Bill Clinton is never at a loss for company. When he's not globe-trotting or charming audiences for as much as $400,000 a speech, he's often schmoozing visitors in his suite of offices in Harlem. Last July, the former president sat down with a billionaire impressed with the William J. Clinton Foundation's campaign against AIDS in Africa. The two men chatted amiably over lunch for more than two hours, and the visitor pledged to write Clinton's foundation a generous check. But there was something unusual, if not plain weird, about the meeting. NEWSWEEK has learned that the billionaire so eager to endear himself to the former president was Richard Mellon Scaife—once the Clintons' archenemy and best-known as the man behind a "vast, right-wing conspiracy" that Hillary Clinton said was out to destroy them.
Scaife was no run-of-the-mill Clinton hater. In the 1990s, the heir to the Mellon banking fortune contributed millions to efforts to dig up dirt on President Clinton. He backed the Clinton-bashing American Spectator magazine, whose muckrakers produced lurid stories about Clinton's alleged financial improprieties and trysts. Scaife also financed a probe called the Arkansas Project that tried, among other things, to show that Clinton, while Arkansas governor, protected drug runners.

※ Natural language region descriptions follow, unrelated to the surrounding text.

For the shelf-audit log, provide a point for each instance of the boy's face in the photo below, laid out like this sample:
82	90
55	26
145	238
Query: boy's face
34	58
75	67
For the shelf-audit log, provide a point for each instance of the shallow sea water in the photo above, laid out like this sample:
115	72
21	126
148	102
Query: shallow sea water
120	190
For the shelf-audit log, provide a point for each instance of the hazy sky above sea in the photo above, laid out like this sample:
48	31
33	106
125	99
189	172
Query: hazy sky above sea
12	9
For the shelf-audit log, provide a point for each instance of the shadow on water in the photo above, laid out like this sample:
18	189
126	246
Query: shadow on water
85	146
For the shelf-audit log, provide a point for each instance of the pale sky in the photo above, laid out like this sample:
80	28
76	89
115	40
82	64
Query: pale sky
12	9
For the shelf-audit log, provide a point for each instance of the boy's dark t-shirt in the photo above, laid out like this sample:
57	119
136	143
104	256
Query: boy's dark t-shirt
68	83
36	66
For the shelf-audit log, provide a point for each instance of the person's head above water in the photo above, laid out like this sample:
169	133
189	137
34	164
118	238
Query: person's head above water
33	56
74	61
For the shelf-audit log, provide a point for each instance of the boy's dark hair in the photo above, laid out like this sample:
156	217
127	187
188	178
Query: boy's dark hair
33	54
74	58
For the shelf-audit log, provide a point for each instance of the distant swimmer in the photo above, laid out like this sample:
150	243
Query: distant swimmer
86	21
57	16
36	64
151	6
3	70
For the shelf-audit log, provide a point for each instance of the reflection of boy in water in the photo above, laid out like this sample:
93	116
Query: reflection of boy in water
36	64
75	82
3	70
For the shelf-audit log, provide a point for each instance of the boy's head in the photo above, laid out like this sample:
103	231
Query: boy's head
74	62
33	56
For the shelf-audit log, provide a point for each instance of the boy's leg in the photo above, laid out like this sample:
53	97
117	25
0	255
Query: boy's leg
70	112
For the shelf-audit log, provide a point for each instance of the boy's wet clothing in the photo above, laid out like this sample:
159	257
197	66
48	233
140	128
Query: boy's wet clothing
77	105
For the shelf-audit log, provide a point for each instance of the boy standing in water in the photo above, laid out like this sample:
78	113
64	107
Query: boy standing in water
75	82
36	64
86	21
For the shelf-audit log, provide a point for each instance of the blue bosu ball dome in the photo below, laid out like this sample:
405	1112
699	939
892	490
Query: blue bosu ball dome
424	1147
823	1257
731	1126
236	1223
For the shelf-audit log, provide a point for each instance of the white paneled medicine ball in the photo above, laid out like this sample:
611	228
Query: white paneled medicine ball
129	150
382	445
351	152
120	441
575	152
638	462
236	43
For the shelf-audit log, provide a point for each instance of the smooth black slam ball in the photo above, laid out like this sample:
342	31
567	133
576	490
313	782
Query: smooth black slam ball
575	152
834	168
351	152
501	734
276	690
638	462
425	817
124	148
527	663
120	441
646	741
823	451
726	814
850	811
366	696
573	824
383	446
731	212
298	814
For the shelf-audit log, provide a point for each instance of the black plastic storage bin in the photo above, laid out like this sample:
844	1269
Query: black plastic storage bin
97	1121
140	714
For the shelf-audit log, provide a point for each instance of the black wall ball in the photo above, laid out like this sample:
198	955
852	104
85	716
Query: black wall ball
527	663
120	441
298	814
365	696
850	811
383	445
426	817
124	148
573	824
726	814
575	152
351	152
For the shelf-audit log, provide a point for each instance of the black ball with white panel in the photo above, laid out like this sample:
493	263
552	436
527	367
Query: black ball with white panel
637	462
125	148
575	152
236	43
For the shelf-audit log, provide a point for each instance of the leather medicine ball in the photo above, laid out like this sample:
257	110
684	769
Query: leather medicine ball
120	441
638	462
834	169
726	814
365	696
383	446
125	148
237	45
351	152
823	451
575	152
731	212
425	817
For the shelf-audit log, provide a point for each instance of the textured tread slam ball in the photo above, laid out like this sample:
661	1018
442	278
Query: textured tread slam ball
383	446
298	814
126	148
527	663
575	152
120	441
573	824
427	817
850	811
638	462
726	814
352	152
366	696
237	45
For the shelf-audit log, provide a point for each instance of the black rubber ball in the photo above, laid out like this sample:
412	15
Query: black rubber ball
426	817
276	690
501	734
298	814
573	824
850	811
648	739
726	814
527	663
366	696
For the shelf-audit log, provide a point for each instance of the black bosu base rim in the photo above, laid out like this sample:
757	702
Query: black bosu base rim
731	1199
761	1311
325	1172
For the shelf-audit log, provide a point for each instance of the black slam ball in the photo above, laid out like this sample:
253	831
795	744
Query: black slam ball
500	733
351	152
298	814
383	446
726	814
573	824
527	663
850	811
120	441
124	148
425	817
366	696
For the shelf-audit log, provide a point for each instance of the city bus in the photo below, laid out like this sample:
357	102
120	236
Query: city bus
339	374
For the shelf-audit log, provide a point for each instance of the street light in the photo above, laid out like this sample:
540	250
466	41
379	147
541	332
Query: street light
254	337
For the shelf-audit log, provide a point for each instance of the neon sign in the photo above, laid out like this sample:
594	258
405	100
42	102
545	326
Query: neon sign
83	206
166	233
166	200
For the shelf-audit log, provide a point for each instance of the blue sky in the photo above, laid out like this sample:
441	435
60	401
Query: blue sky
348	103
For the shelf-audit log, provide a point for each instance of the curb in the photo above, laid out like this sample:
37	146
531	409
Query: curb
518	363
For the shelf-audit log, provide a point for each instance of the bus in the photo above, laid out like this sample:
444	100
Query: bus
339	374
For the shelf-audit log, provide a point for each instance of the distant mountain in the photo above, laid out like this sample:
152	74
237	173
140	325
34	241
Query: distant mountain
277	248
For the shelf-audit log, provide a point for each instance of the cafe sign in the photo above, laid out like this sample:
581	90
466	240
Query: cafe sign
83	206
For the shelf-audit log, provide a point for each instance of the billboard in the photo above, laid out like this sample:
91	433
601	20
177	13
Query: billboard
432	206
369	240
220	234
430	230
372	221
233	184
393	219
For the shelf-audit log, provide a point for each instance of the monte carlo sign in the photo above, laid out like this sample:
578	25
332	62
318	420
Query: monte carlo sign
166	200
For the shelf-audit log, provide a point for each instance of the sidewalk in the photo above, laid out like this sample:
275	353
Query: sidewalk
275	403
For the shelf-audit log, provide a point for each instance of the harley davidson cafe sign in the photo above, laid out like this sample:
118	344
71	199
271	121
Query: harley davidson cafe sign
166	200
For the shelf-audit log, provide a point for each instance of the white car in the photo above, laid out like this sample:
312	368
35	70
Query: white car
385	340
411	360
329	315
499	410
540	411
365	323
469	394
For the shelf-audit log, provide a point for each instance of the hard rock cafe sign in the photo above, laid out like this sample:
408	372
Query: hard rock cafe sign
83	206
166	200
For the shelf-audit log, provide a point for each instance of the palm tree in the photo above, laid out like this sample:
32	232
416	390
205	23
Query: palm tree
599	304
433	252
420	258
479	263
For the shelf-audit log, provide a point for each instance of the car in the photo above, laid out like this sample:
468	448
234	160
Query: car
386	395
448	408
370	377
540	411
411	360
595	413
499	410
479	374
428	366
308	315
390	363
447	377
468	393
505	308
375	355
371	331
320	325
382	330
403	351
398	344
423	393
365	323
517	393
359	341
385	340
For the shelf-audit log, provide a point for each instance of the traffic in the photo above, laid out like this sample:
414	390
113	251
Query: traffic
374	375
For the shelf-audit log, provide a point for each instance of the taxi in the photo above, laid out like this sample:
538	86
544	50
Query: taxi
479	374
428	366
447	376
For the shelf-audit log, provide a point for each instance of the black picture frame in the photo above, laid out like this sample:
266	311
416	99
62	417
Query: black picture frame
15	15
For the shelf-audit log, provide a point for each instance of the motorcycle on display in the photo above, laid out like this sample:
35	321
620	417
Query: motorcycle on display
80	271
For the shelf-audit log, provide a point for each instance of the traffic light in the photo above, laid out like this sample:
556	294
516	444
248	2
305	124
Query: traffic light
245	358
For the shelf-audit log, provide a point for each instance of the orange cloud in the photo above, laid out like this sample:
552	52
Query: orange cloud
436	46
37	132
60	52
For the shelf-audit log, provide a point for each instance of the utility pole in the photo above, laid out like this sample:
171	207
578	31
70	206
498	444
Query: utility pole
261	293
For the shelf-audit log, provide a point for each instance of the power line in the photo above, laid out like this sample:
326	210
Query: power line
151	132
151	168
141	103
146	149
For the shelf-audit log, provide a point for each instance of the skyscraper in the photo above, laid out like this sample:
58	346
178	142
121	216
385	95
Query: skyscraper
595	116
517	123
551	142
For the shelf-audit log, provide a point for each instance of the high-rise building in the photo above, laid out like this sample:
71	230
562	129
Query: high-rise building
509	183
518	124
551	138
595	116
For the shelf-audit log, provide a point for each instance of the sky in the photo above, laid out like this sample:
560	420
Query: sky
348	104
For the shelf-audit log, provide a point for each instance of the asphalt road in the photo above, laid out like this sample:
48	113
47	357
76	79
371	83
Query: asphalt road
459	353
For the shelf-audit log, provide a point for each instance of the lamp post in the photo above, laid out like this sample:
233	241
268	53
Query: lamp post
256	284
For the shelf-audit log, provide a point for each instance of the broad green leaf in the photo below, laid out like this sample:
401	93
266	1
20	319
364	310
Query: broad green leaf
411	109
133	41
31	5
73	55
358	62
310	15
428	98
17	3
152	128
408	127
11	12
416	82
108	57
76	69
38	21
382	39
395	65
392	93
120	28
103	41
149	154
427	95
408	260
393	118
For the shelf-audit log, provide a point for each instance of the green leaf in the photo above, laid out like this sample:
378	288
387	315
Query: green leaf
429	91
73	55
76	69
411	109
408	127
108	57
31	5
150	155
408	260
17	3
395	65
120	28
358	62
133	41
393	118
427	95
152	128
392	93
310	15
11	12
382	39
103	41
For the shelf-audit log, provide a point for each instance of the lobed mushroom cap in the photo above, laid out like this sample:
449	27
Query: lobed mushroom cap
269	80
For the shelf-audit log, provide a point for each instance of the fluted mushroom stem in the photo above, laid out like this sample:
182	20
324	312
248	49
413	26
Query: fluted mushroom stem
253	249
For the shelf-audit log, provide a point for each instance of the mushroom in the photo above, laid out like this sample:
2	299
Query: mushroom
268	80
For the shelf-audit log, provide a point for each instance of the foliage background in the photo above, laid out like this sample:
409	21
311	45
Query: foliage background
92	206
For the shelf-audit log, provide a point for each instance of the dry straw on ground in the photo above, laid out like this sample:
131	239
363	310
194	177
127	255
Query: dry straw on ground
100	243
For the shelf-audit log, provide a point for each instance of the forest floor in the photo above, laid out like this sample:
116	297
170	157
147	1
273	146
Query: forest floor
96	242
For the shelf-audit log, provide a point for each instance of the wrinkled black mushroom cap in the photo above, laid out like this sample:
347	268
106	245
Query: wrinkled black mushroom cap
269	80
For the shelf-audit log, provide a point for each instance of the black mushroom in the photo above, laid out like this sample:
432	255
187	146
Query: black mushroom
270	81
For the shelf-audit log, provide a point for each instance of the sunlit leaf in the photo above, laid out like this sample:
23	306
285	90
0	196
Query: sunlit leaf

The Arkansas Project largely came up empty, and most of the stories were ignored by all but the most avid Clinton antagonists. But one Scaife-backed conspiracy theory got widespread attention. In 1993, White House aide and Clinton friend Vince Foster was found dead of a gunshot wound in a park outside Washington, D.C. Three official investigations concluded the death was a suicide. Yet Scaife dollars helped promote assertions that Foster had been murdered—the not-so-subtle subtext being that the Clintons had something to do with it. Scaife hired Christopher Ruddy, a reporter who doggedly pursued the conspiracy theory in a Scaife newspaper, the Pittsburgh Tribune-Review. Though discredited, the story resonated with people who believed Clinton was hiding dark secrets. Scaife and Ruddy later started Newsmax, a Web site and magazine that attacks their enemies and lauds their heroes.
Bill Clinton now finds himself the unlikeliest of Scaife heroes. Last month Ruddy posted a softball interview with Clinton on the Newsmax site (sample question: "What is the best thing about being an ex-president?"). A worshipful cover story followed in the current edition of the magazine. Clinton, it gushed, is "a political and cultural powerhouse" who is "part Merlin and part Midas—a politician with a magical touch."
What is going on here? Scaife declined to comment, but Ruddy tells NEWSWEEK he and Scaife believe Clinton's life since leaving office has been "very laudable," and that he is doing "very important work representing the country when the U.S. is widely resented in the world." He said they never suggested Clinton was involved in Foster's death, and insisted they were not among those hyping alleged Clinton sex scandals, though he acknowledged their work may have encouraged others.
Whatever the reasons for Scaife's change of heart, it's not hard to figure out why the Clintons would embrace a former nemesis. As they prepared for Hillary's presidential run, the Clintons made quiet attempts to disarm, or at least neutralize, some of their most vocal opponents. Last year Hillary accepted an offer from Rupert Murdoch (who always hedges his bets) to host a fund-raiser for her Senate campaign. The New York Times reported that the Clinton camp has also made efforts to open a line of communication to blogger Matt Drudge, who has served as a conduit for anti-Clinton GOP leaks.
Ruddy, who accompanied Scaife to the Clinton lunch, says the peacemaking meeting came about after former New York City mayor Ed Koch offered to put the two together. (Koch declined to comment.) Clinton, pouring on the charm, greeted Scaife like an old friend. "President Clinton believes in redemption and moving forward," says spokeswoman Jennifer Hanley. Ruddy says they talked about Clinton's charitable work and avoided opening old wounds. After receiving the full Bill treatment, Scaife left with a new outlook on the man he had once set out to crush. Scaife isn't ready to sign on to Hillary's campaign—he's still a Republican. But his lawyer, Yale Gutnick, says Bill Clinton and Richard Mellon Scaife are now members of a "mutual admiration society." Cue the apocalypse.